代表作に『ダブ(エ)ストン街道』『石の中の蜘蛛』『似非エルサレム記』『10センチの空』、そして『実験小説 ぬ』など。

概要

元コピーライターで、デビュー前はコピーライターとして十数回の広告賞を受賞している。現在は専業作家(?)。ペンネームの由来は「早起きは三文の徳」から。

第8回日本ファンタジーノベル大賞最終候補作の『ダブ(エ)ストン街道』で、第8回メフィスト賞を受賞し98年にデビュー。メタフィクション的なファンタジーで、メフィスト賞受賞作としては初めてハードカバーで出版された。が、部数が少なく売れなかったため間もなく品切れとなり、2003年に文庫化されるまでは「メフィスト賞で最も入手困難な作品」と言われていた。ちなみに文庫版も現在は品切れ中である。

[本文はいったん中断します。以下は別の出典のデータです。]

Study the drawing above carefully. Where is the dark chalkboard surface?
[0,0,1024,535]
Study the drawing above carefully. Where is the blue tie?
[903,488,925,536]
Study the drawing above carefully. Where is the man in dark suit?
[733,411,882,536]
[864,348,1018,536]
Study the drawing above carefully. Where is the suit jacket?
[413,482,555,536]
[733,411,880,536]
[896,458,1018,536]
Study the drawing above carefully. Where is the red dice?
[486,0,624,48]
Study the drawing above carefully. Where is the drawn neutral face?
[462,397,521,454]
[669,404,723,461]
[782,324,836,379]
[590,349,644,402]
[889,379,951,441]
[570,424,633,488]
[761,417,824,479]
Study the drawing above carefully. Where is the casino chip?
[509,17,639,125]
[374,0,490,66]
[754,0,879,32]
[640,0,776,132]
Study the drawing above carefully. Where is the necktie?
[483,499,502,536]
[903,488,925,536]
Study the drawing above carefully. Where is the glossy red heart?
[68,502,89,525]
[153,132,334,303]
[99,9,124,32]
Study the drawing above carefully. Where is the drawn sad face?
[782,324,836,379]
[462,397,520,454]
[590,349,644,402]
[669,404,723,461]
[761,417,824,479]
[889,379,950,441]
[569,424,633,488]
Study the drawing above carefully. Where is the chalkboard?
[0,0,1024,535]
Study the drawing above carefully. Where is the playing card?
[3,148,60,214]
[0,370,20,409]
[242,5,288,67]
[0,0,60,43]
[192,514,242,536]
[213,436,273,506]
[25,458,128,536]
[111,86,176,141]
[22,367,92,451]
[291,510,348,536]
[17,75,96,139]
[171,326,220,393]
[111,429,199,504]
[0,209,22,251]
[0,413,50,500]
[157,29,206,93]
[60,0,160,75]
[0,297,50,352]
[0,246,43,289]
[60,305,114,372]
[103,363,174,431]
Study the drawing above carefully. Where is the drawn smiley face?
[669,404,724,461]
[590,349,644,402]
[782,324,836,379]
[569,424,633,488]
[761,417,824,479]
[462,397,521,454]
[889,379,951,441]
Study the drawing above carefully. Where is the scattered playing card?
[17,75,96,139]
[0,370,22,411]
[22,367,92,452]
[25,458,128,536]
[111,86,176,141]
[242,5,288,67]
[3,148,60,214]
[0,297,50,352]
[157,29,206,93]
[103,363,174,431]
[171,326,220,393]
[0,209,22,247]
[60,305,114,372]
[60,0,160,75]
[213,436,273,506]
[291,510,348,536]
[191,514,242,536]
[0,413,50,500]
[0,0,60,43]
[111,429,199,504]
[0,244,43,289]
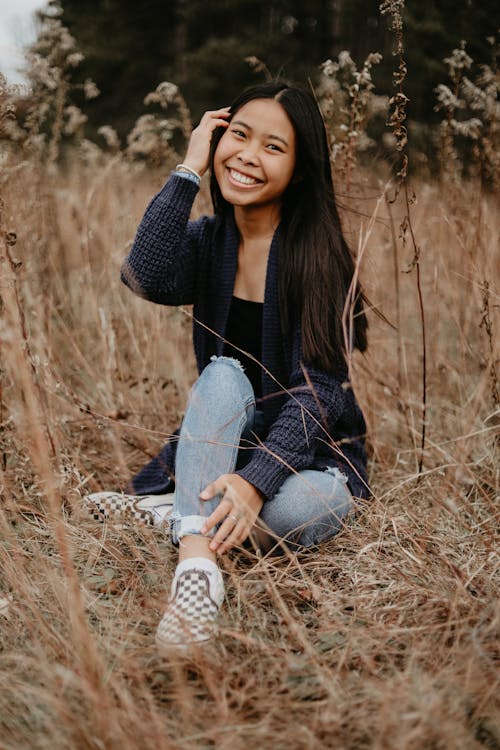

徳間デュアル文庫で『夜聖の少年』というライトノベルを書いたりしつつ、「嗅覚」ネタの『カニスの血を嗣ぐ』、「視覚」ネタの『左眼を忘れた男』と「五感」を題材にした作品を続けて発表。「聴覚」ネタの『石の中の蜘蛛』で第56回日本推理作家協会賞を受賞するが、授賞式では「これからも、バーセルミやスラデック(どちらも奇想小説家)のような小説を書いていきたいと思います」とスピーチ、審査員には全く通じなかったらしい。なお五感シリーズはその後、『針』(触覚)、『錆びたブルー』(第六感)、『ポルトガルの四月』(味覚)と刊行されている。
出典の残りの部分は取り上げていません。